The azobenzene photocage is the heart of MEYD‑873. In the dark (or under ambient visible light), the molecule adopts the cis conformation, sterically blocking the ligand‑binding pocket of Nav1.7. Upon NIR illumination, the azobenzene flips to the trans state, pulling the cage away and exposing the high‑affinity Nav1.7 agonist moiety. The process is fully reversible: a brief pulse of red light (∼630 nm) forces the azobenzene back to cis, instantly “turning off” the channel.

MEYD‑873 represents a paradigm shift in targeting the MYD signaling hub—a node that sits at the crossroads of oncogenic survival and pathological inflammation. Early data demonstrate:

If the upcoming Phase II trials confirm these signals, MEYD‑873 could become the first oral, adaptor‑targeted therapy on the market, offering clinicians a new lever to control both malignant growth and hyper‑inflammatory disease states. Stay tuned as we move forward— MEYD‑873 could

Stay tuned—the next few years will be decisive for MEYD‑873’s journey from the bench to the bedside.

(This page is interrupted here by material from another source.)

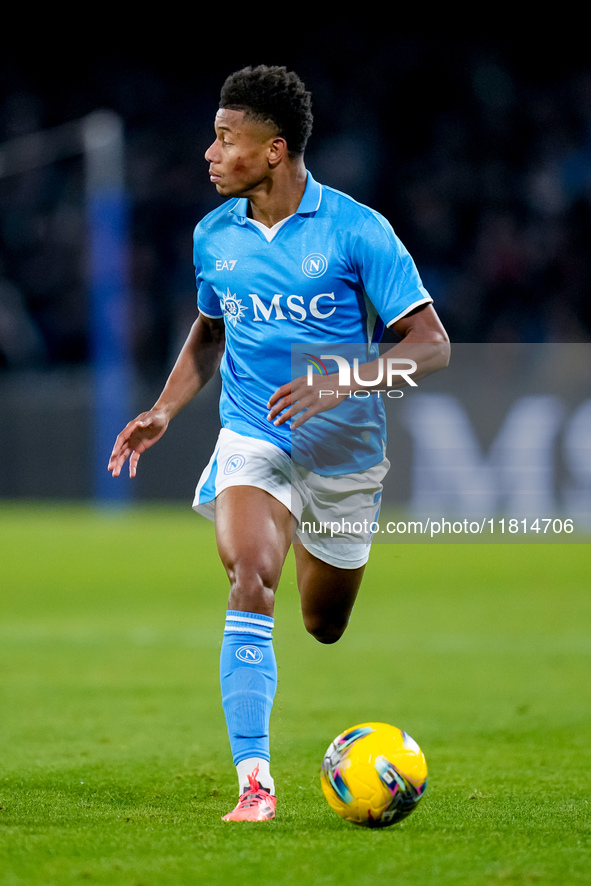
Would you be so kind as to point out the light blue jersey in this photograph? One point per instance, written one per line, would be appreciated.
(332, 273)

| Cohort | Dose (mg) | Patients (n) | Safety | Pharmacodynamics (PD) | |--------|-----------|--------------|--------|----------------------| | Single‑Ascending Dose (SAD) | 10 → 200 | 30 | Mostly Grade 1–2 AEs (nausea, mild headache). No DLTs up to 200 mg. | Dose‑dependent reduction of peripheral IL‑6 (≈ 60 % at 150 mg). | | Multiple‑Ascending Dose (MAD) | 50 → 150 mg BID | 24 | One Grade 3 transient ALT elevation (resolved on hold). | Sustained NF‑κB inhibition (> 70 % baseline) in peripheral blood mononuclear cells (PBMCs). | | Expansion (AML pts) | 100 mg BID | 12 | Similar tolerability; no serious infections reported. | 2 CRs (complete remission), 4 PRs (partial remission); median time to response = 5 weeks. |

Key takeaway: Early human data confirm the pre‑clinical safety window and demonstrate biological activity (cytokine suppression, tumor responses) at tolerable doses.